Ramon was the first Israeli official to give the PA a deadline for the resumption of peace talks, considered highly unlikely given Hamas's resistance to moderating its views.
"Through the end of this year, 2006, there will be honest attempts to talk to the other side," Ramon told Army Radio. "If it becomes clear by the end of the year that we really have no partner, and the international community is also convinced of this, then we will take our fate into our own hands and not leave our fate in the hands of our enemies."
PA Chairman Mahmoud Abbas has suggested that Israel bypass Hamas and negotiate directly with him, but Israel sees no point in holding negotiations with the weakened PA leader if Hamas refuses to alter its ways.
Although it has ostensibly adhered to a 15-month old truce, Hamas has rejected international calls to recognize Israel, renounce violence and accept previously signed agreements, despite massive economic pressure.
Olmert has repeatedly said that he preferred to negotiate with the PA, but is equally determined to act unilaterally to redraw Israel's final borders if Hamas refused to change its positions.
"If we wait a month, two months, three months, half a year and we don't see any change, then most likely we are going to move forward even without an agreement, without negotiations, to define the borders which are acceptable for Israel," he told an international conference of mayors meeting in Jerusalem on Tuesday.
Olmert originally said that he intended to complete his convergence plan, whereby Israel would pull out of scores of settlements in the West Bank, while strengthening the major settlement blocs, by 2010, although senior aides have since moved up the target date to the end of 2008 to coincide with the end of US President George W. Bush's second term.

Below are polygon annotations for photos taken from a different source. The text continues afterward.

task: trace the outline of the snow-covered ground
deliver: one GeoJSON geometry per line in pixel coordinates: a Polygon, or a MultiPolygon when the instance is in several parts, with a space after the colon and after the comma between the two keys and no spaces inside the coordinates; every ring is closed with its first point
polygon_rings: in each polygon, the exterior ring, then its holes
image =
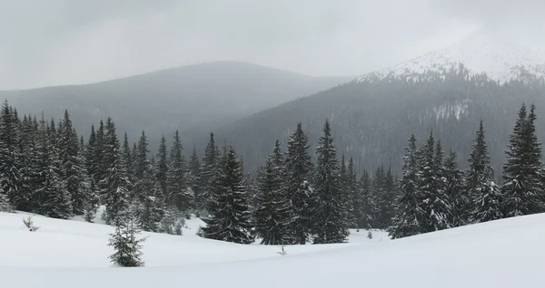
{"type": "Polygon", "coordinates": [[[463,63],[471,74],[485,72],[490,79],[500,82],[520,79],[524,72],[537,77],[545,76],[545,46],[523,42],[517,36],[478,30],[458,43],[369,73],[358,81],[375,76],[410,79],[415,73],[424,75],[429,72],[444,74],[452,66],[457,70],[459,63],[463,63]]]}
{"type": "Polygon", "coordinates": [[[545,215],[400,240],[352,231],[349,244],[234,245],[159,234],[144,243],[145,268],[112,267],[102,224],[0,213],[2,287],[545,287],[545,215]]]}

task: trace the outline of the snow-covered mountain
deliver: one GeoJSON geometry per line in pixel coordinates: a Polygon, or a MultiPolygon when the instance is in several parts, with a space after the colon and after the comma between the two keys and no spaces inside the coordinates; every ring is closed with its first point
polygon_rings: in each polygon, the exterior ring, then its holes
{"type": "Polygon", "coordinates": [[[436,73],[441,75],[451,69],[458,70],[461,63],[471,75],[486,73],[489,78],[500,82],[524,80],[530,75],[543,77],[545,46],[516,34],[481,29],[450,47],[369,73],[358,81],[376,77],[408,80],[436,73]]]}
{"type": "Polygon", "coordinates": [[[144,233],[144,268],[110,267],[112,227],[0,213],[2,287],[543,287],[545,215],[533,215],[390,241],[352,230],[348,244],[237,245],[144,233]]]}

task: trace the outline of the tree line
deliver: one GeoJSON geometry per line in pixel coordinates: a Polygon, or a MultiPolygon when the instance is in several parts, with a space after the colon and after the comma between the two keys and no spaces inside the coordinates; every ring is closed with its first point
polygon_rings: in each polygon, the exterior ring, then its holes
{"type": "Polygon", "coordinates": [[[528,111],[523,103],[509,139],[500,183],[490,166],[482,120],[465,172],[459,168],[455,152],[444,157],[441,141],[432,134],[420,149],[412,135],[403,158],[391,236],[545,212],[545,174],[536,118],[535,106],[528,111]]]}

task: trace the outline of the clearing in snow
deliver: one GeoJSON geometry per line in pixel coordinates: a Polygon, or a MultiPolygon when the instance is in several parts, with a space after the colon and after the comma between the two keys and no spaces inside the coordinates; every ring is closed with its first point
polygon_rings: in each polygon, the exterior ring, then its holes
{"type": "Polygon", "coordinates": [[[399,240],[355,232],[350,243],[244,245],[195,235],[143,233],[144,268],[112,267],[102,224],[0,213],[0,283],[5,287],[543,287],[545,215],[399,240]]]}

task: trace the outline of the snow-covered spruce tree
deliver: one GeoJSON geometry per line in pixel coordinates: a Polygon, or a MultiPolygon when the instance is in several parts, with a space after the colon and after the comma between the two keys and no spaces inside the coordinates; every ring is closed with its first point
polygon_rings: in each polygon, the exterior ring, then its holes
{"type": "MultiPolygon", "coordinates": [[[[441,153],[440,153],[441,154],[441,153]]],[[[428,233],[445,229],[449,227],[450,206],[446,203],[447,198],[444,190],[441,189],[440,179],[436,169],[438,168],[435,155],[435,139],[433,134],[430,137],[421,149],[421,178],[419,190],[421,193],[421,199],[419,204],[422,210],[423,217],[419,219],[421,233],[428,233]]],[[[442,164],[441,164],[442,165],[442,164]]]]}
{"type": "Polygon", "coordinates": [[[213,139],[213,133],[211,132],[199,173],[200,193],[198,197],[195,198],[197,208],[200,210],[205,209],[208,201],[212,198],[211,186],[218,158],[217,154],[218,149],[213,139]]]}
{"type": "Polygon", "coordinates": [[[390,236],[393,239],[415,235],[423,230],[420,222],[424,218],[424,211],[419,206],[421,171],[414,134],[411,135],[409,146],[405,151],[402,177],[400,183],[401,195],[397,201],[396,216],[392,220],[391,226],[388,229],[390,236]]]}
{"type": "Polygon", "coordinates": [[[7,197],[0,193],[0,212],[11,212],[13,208],[7,200],[7,197]]]}
{"type": "Polygon", "coordinates": [[[199,195],[201,193],[201,187],[199,182],[199,173],[201,171],[201,161],[199,160],[199,157],[197,156],[197,149],[193,144],[193,149],[191,153],[191,158],[189,159],[189,173],[187,175],[187,183],[191,187],[193,192],[193,200],[192,200],[192,207],[193,209],[197,208],[197,201],[199,198],[199,195]]]}
{"type": "Polygon", "coordinates": [[[359,187],[356,171],[354,168],[354,159],[352,158],[348,161],[348,212],[350,213],[350,225],[352,228],[360,228],[359,224],[362,219],[362,196],[359,187]]]}
{"type": "Polygon", "coordinates": [[[372,203],[371,202],[371,179],[369,178],[369,172],[363,170],[362,177],[360,178],[359,193],[361,202],[361,214],[362,217],[358,226],[369,229],[372,226],[372,203]]]}
{"type": "Polygon", "coordinates": [[[545,211],[541,143],[536,135],[535,120],[535,106],[530,106],[527,115],[523,103],[505,152],[501,194],[506,217],[545,211]]]}
{"type": "Polygon", "coordinates": [[[342,209],[343,199],[339,183],[337,151],[329,121],[323,125],[323,135],[316,148],[317,163],[314,185],[317,197],[313,221],[314,244],[343,243],[348,235],[348,221],[342,209]]]}
{"type": "Polygon", "coordinates": [[[134,158],[133,158],[134,163],[134,198],[142,199],[142,197],[147,195],[146,188],[149,187],[148,183],[144,185],[144,181],[149,181],[150,179],[144,179],[144,175],[150,174],[150,170],[153,169],[153,166],[148,159],[148,139],[144,133],[142,131],[142,135],[138,139],[138,144],[136,145],[136,152],[134,154],[134,158]]]}
{"type": "MultiPolygon", "coordinates": [[[[161,149],[160,154],[161,154],[161,149]]],[[[161,162],[161,161],[160,161],[161,162]]],[[[170,151],[168,170],[166,171],[166,203],[174,206],[179,211],[189,213],[193,206],[193,195],[188,182],[189,168],[183,157],[183,147],[180,141],[178,130],[174,134],[174,142],[170,151]]]]}
{"type": "Polygon", "coordinates": [[[470,201],[463,213],[466,223],[501,218],[501,197],[494,184],[482,120],[479,123],[468,162],[466,179],[470,201]]]}
{"type": "MultiPolygon", "coordinates": [[[[383,174],[383,172],[382,172],[383,174]]],[[[388,168],[386,174],[382,177],[382,194],[378,196],[378,223],[377,227],[386,229],[391,225],[391,219],[395,215],[396,187],[391,175],[391,168],[388,168]]]]}
{"type": "Polygon", "coordinates": [[[372,180],[369,189],[369,202],[371,204],[371,215],[370,226],[373,228],[381,228],[381,197],[384,193],[384,168],[379,167],[374,172],[372,180]]]}
{"type": "Polygon", "coordinates": [[[154,181],[153,172],[152,168],[145,169],[144,177],[137,182],[138,187],[144,194],[133,202],[132,214],[140,229],[158,232],[159,223],[164,215],[164,207],[160,196],[160,186],[154,181]]]}
{"type": "Polygon", "coordinates": [[[143,243],[147,237],[138,239],[140,230],[132,221],[127,221],[115,226],[115,231],[110,234],[108,246],[112,246],[114,253],[108,258],[114,264],[124,267],[142,267],[143,243]]]}
{"type": "Polygon", "coordinates": [[[301,122],[288,139],[285,155],[287,195],[292,205],[290,229],[293,243],[304,245],[308,240],[315,212],[315,197],[312,189],[313,165],[309,155],[309,139],[301,122]]]}
{"type": "Polygon", "coordinates": [[[470,201],[467,196],[466,182],[463,172],[459,168],[456,152],[451,151],[444,161],[445,195],[449,197],[451,213],[449,223],[452,227],[466,224],[464,209],[470,201]]]}
{"type": "Polygon", "coordinates": [[[72,199],[74,215],[83,215],[86,196],[89,194],[89,183],[83,158],[80,157],[80,145],[77,134],[72,127],[68,110],[59,124],[58,151],[61,163],[61,181],[72,199]]]}
{"type": "Polygon", "coordinates": [[[115,124],[111,118],[106,120],[105,134],[103,139],[104,155],[103,175],[99,183],[100,194],[104,196],[106,210],[104,220],[108,225],[120,226],[127,221],[129,207],[128,180],[125,163],[121,158],[119,139],[115,132],[115,124]]]}
{"type": "Polygon", "coordinates": [[[53,130],[44,120],[40,120],[38,131],[37,177],[35,178],[35,212],[54,218],[67,218],[72,214],[70,195],[63,187],[59,178],[60,163],[54,149],[53,130]]]}
{"type": "MultiPolygon", "coordinates": [[[[105,175],[105,171],[108,168],[108,161],[104,160],[104,156],[107,151],[104,151],[105,149],[108,148],[106,144],[106,127],[104,126],[104,122],[101,120],[98,125],[98,129],[96,130],[96,138],[94,141],[94,149],[93,152],[94,153],[94,177],[95,183],[99,184],[101,182],[105,181],[105,178],[108,177],[105,175]]],[[[99,190],[100,193],[104,192],[104,190],[99,190]]],[[[104,203],[105,195],[99,194],[101,203],[104,203]]]]}
{"type": "MultiPolygon", "coordinates": [[[[129,191],[133,191],[133,184],[134,183],[134,173],[133,173],[133,153],[131,151],[131,146],[129,145],[129,137],[127,133],[124,133],[123,139],[123,151],[121,153],[121,158],[126,166],[126,178],[129,181],[128,189],[129,191]]],[[[131,196],[132,197],[132,196],[131,196]]]]}
{"type": "Polygon", "coordinates": [[[280,141],[269,155],[259,179],[255,230],[263,245],[292,243],[290,201],[287,198],[285,169],[280,141]]]}
{"type": "Polygon", "coordinates": [[[21,136],[18,149],[20,155],[20,183],[21,187],[14,195],[13,206],[15,209],[34,212],[35,179],[36,178],[36,142],[37,126],[35,126],[32,117],[25,115],[21,122],[21,136]]]}
{"type": "Polygon", "coordinates": [[[445,168],[443,166],[444,151],[441,140],[437,140],[435,156],[433,157],[433,171],[435,172],[435,197],[431,206],[431,220],[435,229],[451,228],[451,197],[446,193],[445,168]]]}
{"type": "Polygon", "coordinates": [[[212,181],[212,200],[208,201],[210,216],[199,234],[210,239],[250,244],[250,209],[245,187],[242,185],[243,172],[240,160],[232,146],[223,145],[212,181]]]}
{"type": "MultiPolygon", "coordinates": [[[[178,131],[176,130],[176,135],[178,131]]],[[[179,139],[179,138],[178,138],[179,139]]],[[[182,144],[180,144],[182,145],[182,144]]],[[[155,183],[158,186],[158,196],[163,198],[166,198],[169,192],[167,188],[168,183],[168,152],[166,151],[166,139],[164,135],[161,138],[161,142],[159,143],[159,149],[157,149],[157,161],[154,164],[154,171],[155,171],[155,183]]]]}
{"type": "Polygon", "coordinates": [[[94,131],[94,125],[91,124],[91,133],[89,134],[89,139],[85,147],[85,167],[87,168],[87,173],[95,183],[97,178],[95,178],[96,170],[99,168],[98,160],[96,159],[96,132],[94,131]]]}
{"type": "Polygon", "coordinates": [[[19,155],[19,120],[7,101],[2,105],[0,113],[0,194],[7,196],[10,203],[17,206],[17,194],[21,188],[21,156],[19,155]]]}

In his radio interview, Ramon suggested that the pullout could be completed within 18 to 24 months.
"I would like to believe that by the end of 2008 we will be deployed on a line that will signify Israel's final borders and guarantee our existence here as a Jewish democratic state," he said.
With as many as 70,000 Israelis slated to be evacuated, one of the proposals being considered is to carry out the withdrawal in stages in an attempt to blunt the opposition, officials said Wednesday.
Disengagement Authority head Yonatan Bassi said that he did not think that Israeli society could withstand such a vast withdrawal carried out all at once.
"This will be very hard for the State of Israel to swallow," he told Channel 2.
Meanwhile, Olmert met Wednesday with Foreign Minister Tzipi Livni and Defense Minister Amir Peretz to discuss the Iranian nuclear threat ahead of the his visit to the US at the end of the month.
Olmert will stress in his meetings with the American administration the dangers of a nuclear Iran for the stability of the whole Middle East, as well as Iran's terror ties with Palestinian terror groups, including Hamas and Hizbullah, officials said.
He will present the latest Israeli intelligence estimates about how far Iran is from acquiring nuclear weapons, amid increasing concern that time is running out for a diplomatic solution.